Britain's police watchdog said a second post-mortem has found that newspaper seller Ian Tomlinson, 47, who was caught up in protests on 1 April, had not died from a heart attack as first thought.
Video footage taken by a New York Fund manager showed Mr Tomlinson, who had not taken part in the demonstrations, being shoved to the ground by a police officer in riot gear. He collapsed shortly afterwards in a nearby street.
The officer involved has already been suspended by London's Metropolitan Police and the matter is being investigated by the Independent Police Complaints Commission (IPCC).

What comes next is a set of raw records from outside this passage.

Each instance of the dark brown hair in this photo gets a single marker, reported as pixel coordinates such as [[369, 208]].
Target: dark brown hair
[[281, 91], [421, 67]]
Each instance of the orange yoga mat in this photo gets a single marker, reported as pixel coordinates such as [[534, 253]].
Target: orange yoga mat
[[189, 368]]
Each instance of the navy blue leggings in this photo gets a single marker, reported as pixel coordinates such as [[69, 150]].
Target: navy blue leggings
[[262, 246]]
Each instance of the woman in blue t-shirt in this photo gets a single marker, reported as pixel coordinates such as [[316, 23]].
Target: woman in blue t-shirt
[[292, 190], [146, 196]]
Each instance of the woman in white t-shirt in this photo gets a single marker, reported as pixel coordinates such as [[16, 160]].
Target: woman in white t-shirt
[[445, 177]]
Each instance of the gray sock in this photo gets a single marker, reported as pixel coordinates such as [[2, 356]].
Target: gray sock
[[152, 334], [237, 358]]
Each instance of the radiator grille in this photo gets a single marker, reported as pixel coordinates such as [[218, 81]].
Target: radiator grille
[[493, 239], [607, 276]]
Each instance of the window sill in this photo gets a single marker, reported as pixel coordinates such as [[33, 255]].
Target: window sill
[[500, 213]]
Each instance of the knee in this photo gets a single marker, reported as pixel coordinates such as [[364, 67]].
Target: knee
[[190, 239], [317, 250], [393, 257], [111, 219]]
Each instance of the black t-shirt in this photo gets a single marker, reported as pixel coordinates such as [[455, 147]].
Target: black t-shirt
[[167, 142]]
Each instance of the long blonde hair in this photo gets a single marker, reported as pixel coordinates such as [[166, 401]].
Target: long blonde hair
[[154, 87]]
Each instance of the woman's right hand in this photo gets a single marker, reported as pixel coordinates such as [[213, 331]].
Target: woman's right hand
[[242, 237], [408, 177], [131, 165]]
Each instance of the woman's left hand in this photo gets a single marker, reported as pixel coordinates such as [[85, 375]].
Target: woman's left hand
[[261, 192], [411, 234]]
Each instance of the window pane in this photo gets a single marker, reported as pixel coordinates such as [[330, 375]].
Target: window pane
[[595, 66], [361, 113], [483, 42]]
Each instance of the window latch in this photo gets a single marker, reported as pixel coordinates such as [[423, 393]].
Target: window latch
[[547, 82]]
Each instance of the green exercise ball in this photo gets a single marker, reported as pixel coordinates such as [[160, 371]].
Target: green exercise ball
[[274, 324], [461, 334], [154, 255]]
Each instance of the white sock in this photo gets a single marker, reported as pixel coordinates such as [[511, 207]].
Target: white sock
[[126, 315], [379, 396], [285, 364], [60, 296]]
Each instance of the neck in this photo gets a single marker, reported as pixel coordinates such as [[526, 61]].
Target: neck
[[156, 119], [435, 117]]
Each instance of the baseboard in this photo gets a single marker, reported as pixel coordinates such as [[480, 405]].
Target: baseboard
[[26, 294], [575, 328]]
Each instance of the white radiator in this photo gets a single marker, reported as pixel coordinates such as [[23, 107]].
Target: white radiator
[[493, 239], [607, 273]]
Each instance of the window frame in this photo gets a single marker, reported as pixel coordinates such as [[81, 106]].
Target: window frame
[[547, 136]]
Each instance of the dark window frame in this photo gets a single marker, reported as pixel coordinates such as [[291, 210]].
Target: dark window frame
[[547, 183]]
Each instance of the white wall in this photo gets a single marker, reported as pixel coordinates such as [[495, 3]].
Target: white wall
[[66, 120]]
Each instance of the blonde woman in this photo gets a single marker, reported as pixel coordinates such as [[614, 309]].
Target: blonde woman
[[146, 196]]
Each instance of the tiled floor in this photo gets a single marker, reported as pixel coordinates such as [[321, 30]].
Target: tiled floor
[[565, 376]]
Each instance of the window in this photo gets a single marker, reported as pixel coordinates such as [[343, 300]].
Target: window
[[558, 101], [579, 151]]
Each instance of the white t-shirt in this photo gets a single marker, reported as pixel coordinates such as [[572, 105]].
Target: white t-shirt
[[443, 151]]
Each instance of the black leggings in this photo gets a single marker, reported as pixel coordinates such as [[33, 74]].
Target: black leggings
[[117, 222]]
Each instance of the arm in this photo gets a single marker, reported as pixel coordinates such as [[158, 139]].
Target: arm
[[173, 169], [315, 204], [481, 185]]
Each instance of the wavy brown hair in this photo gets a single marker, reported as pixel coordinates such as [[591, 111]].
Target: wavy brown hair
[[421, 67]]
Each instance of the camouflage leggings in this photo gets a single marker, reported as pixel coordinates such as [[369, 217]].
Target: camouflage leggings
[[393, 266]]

In a statement, the commission said that, following the initial results of the second post mortem, a Metropolitan Police Officer has been interviewed under caution for the offence of manslaughter.
The first post mortem had recorded that Mr Tomlinson had died from natural causes. But lawyers for Mr Tomlinson's family said on Friday a second pathology report had indicated that the cause of death was abdominal haemorrhage.
The commission has received 145 complaints about the policing of the protests which turned increasingly violent as the day wore on, with confrontations between anti-capitalist demonstrators and environmental campaigners and riot officers.
On Wednesday, a sergeant was suspended after more video footage showed him apparently lashing out at a woman who was remonstrating with him during one protest.
The capital's police chief has expressed his concern about the video images and has ordered a review of public order tactics, especially the use of "kettling" where protesters are herded by officers into a confined space.
That followed growing criticism from politicians and civil rights groups that the police had used excessively violent force to deal with the protests.